The ONS figures showed that overall NPS deaths in England and Wales had halved from 123 in 2016 to 61 in 2017.

Much of that drop, however, was accounted for by the falling death toll from cathinones including mephedrone, also known as M-cat, which went from 31 in 2016 to 7 in 2017.

There was a much more modest drop when it came to synthetic cannabinoids including spice, the drugs that were causing the most problems when the government banned legal highs in 2016. The death toll went from 27 synthetic cannabinoid deaths in 2016 to 24 in 2017.

By comparison, in 2015, before the May 2016 legal highs ban, synthetic cannabinoids accounted for 8 deaths.

The latest figures would therefore suggest that in 2017 the post-ban death toll was three times that recorded in the last full year before legal highs were made illegal.

When dealing NPS was banned in May 2016, to be followed by possession being made illegal after spice and allied synthetic cannabinoids were made controlled class B drugs in December 2016, the government was warned that its policy would lead to more fatalities.

Professor David Nutt, the former government drugs tsar, told The Independent: “There will be no quality control – people won’t stop using legal highs, they will just use more dangerous ones.”

Since the ban was introduced, there have been claims that in some places getting synthetic cannabinoids has become as easy as ordering a takeaway, and repeated reports of towns and cities being plagued by “spice zombies” who have been rendered catatonic by the drug.

There have also been repeated warnings that spice abuse by inmates is causing havoc inside UK prisons.

A Home Office spokesperson said: “Drugs can devastate lives, ruin families and damage communities. Whilst operational policing decisions are for chief officers to make, the government and the public expect the police to enforce the law. The Serious Violence Strategy also includes new initiatives to combat the illegal drugs market, including a new National County Lines Coordination Centre.”

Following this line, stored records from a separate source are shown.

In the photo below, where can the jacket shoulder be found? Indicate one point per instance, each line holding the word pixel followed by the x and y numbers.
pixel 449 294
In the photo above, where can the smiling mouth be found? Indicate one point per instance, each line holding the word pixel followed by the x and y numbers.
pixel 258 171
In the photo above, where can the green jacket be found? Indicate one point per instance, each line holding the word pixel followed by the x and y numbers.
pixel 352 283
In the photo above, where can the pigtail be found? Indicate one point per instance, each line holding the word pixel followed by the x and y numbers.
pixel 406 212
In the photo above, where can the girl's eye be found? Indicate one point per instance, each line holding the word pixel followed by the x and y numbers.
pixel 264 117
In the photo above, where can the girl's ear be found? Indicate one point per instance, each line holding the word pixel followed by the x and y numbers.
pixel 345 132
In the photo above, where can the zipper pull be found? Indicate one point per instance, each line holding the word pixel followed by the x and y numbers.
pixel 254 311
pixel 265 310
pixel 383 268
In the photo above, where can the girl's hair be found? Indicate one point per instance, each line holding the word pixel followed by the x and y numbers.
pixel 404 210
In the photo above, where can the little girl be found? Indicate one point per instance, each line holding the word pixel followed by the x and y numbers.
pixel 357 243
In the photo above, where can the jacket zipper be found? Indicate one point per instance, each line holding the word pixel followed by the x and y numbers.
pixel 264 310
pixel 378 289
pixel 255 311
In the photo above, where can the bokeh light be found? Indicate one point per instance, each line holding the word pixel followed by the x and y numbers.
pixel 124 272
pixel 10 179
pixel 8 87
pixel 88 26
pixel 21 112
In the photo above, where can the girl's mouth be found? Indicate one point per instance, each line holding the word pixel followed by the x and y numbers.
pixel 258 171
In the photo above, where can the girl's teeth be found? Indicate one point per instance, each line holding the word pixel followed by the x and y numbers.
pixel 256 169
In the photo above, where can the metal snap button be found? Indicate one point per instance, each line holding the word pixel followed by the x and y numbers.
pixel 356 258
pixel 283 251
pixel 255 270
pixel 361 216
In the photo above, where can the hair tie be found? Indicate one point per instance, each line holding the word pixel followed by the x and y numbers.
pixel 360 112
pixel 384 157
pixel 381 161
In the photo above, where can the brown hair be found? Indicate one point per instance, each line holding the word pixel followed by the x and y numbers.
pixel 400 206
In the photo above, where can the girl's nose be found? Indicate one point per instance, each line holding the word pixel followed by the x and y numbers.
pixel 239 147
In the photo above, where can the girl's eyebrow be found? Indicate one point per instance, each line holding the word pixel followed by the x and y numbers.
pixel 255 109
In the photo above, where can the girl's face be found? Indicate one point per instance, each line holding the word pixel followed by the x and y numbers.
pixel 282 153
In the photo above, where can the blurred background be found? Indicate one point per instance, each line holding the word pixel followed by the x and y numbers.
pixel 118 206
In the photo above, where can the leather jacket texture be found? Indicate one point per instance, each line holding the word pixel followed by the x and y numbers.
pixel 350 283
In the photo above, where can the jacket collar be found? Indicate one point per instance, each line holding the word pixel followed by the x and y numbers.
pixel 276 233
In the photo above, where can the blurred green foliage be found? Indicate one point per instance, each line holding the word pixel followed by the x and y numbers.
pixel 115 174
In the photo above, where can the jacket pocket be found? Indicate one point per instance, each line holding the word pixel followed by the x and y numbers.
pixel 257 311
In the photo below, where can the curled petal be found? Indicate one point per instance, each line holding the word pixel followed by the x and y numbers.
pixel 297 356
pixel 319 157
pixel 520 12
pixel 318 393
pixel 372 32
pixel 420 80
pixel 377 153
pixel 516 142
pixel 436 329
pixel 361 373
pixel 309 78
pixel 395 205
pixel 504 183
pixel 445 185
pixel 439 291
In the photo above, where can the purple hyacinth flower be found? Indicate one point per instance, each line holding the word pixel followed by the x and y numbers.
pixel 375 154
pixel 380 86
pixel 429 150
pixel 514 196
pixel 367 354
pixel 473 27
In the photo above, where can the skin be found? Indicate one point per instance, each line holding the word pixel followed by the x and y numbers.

A government spokesperson added: “Any death related to misuse of drugs is a tragedy. We want everyone across the country to get the help, treatment and support they need to live a drug-free life and we are funding local authorities £16bn over the current spending period to deliver these and other public health services.”

“Our drug strategy 2017 brings together police, health, community and global partners to tackle the illicit drug trade, protect the most vulnerable and help those with a drug dependency to recover and turn their lives around.”